I wake to the possibility of desire instead of duty
Elizabeth Dodd, Horizon’s Lens:  My Time on the Turning World

As a part of the Michael deMeng on-line workshop Punk Fiction, the second section is devote to creating The Cave of Pages.  The idea is to create a zone in your work of art that makes it seem like the viewer is peering through layers to the back of a cave.

As my first attempt I decided to start with what I believe would be a tool box tray that has three separate compartments.

I decided that two of the compartments would have images so I selected two cabinet cards that I have and painted them up so that they would be bright enough buried deep in the cave.  (I also would eventually punch holes in the sides of the metal tray to let in some light--an experiment that will show over time if it is needed or actually works as a technique).  The balance was always going to be female on top, male on the bottom and a heart in the middle.  The heart is a stone I collected when in the Denali region of Alaska on a walk Denice and I took in a river bed near our hotel.

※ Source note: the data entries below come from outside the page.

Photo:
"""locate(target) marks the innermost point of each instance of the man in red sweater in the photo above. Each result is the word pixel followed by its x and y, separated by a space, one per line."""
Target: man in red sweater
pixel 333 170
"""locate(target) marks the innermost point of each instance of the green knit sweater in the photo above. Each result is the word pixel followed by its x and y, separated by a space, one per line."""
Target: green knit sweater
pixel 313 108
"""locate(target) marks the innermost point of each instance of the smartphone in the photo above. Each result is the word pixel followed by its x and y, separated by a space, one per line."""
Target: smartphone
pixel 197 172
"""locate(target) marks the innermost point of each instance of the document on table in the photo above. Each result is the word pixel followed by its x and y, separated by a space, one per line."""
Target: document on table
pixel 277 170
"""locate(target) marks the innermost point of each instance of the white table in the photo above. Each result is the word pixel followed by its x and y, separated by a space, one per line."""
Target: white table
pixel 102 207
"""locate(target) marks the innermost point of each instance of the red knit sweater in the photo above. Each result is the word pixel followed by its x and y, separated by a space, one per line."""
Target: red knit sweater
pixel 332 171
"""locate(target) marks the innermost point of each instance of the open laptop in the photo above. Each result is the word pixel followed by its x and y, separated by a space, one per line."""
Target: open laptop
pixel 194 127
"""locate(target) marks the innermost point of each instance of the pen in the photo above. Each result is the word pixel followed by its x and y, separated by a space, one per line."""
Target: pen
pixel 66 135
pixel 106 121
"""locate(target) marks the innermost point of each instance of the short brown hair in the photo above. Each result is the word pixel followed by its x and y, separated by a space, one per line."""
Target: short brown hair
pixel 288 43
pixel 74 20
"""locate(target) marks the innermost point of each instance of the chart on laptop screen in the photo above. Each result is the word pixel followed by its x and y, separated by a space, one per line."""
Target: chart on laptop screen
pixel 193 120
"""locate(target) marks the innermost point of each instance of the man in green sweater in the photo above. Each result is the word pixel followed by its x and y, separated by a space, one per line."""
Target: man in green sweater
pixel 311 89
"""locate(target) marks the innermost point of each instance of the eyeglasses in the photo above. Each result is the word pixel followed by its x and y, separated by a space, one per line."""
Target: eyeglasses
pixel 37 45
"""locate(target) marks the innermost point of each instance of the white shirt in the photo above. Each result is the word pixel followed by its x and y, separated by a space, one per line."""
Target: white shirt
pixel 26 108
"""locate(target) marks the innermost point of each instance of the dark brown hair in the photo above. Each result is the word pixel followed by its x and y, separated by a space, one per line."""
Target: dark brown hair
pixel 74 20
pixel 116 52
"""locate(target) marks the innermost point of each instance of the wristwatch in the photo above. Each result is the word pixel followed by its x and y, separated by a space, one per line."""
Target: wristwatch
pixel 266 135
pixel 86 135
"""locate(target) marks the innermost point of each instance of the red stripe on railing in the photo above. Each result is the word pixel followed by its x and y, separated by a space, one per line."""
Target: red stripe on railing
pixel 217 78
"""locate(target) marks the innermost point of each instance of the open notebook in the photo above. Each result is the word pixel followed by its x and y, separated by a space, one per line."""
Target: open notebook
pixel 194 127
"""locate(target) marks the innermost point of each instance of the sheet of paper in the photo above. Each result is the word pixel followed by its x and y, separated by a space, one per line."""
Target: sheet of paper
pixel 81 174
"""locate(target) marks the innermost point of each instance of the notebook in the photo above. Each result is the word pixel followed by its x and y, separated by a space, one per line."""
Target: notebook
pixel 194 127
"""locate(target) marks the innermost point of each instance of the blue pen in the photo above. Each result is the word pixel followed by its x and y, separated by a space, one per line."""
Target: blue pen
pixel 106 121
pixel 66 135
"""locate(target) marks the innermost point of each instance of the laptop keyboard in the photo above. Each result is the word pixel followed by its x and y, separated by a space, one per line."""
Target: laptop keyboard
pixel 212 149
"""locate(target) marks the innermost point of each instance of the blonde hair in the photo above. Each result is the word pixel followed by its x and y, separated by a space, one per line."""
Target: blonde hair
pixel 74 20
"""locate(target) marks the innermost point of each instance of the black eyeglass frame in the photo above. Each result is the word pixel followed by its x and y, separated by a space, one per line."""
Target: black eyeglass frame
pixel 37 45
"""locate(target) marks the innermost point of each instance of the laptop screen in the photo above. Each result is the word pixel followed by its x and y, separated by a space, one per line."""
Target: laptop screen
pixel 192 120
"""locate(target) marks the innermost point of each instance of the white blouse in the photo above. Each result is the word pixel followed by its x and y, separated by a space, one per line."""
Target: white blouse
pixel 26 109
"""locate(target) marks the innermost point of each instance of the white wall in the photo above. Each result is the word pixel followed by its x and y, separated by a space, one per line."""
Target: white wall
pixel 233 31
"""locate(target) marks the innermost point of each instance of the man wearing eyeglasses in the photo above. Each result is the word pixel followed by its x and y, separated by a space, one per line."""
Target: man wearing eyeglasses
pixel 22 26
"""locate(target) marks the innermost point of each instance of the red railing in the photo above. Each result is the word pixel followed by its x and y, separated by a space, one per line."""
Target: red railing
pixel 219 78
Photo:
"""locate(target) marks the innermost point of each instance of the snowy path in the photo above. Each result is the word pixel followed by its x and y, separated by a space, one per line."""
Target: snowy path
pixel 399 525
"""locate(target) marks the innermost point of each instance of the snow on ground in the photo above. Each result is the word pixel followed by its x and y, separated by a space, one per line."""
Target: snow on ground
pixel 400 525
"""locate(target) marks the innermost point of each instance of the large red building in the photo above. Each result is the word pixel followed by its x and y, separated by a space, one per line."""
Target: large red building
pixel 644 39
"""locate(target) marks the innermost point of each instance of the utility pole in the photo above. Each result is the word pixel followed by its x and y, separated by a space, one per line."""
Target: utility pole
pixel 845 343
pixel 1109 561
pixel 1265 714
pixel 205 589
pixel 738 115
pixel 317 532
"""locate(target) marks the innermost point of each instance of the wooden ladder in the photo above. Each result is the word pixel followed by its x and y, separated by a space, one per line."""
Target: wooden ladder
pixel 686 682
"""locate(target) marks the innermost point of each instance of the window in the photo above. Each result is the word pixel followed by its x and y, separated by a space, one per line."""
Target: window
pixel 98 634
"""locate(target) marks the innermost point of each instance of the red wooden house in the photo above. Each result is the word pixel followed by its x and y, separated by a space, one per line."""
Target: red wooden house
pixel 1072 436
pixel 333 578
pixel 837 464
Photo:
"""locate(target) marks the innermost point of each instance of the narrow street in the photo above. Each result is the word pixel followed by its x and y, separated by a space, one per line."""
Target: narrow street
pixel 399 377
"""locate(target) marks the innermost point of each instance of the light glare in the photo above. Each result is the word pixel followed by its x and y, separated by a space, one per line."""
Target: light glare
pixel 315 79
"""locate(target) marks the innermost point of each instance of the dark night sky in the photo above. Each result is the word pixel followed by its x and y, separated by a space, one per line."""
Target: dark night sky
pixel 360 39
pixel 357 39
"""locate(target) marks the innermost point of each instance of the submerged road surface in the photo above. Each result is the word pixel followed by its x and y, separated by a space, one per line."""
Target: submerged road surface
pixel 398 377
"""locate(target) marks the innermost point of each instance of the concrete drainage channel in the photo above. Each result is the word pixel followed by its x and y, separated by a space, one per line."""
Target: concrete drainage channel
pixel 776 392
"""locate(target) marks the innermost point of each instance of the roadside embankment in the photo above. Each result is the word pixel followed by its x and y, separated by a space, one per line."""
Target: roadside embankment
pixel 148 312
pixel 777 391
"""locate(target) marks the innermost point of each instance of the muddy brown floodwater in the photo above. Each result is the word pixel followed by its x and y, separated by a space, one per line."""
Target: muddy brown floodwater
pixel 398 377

I have learned from past failures that the first thing one should address when working with a 3D object that is going to hang on a wall is--how is this going to hang on the wall?

That done, I could move on to some additions to the perimeter of the tray.  What I selected was an old rusty ring I had bought in a special sale that my friend Brenda Schweder was having of items shipped to her from the desert.  Then it was some cheap tin wings and one part of a tea strainer.

How was I going to create the cave's stages?  I selected foam core and Aves Apoxy Clay.  Once those were painted, it was a matter of assemblage.

Once I had the cave constructed I realized it needed some care and feeding.  I decided to edge the foam core in the tray with caulk and that was all it took to be done.

The title was a modification of the quote that started this blog.  So, now we have They Woke to the Possibility of Desire Instead of Duty.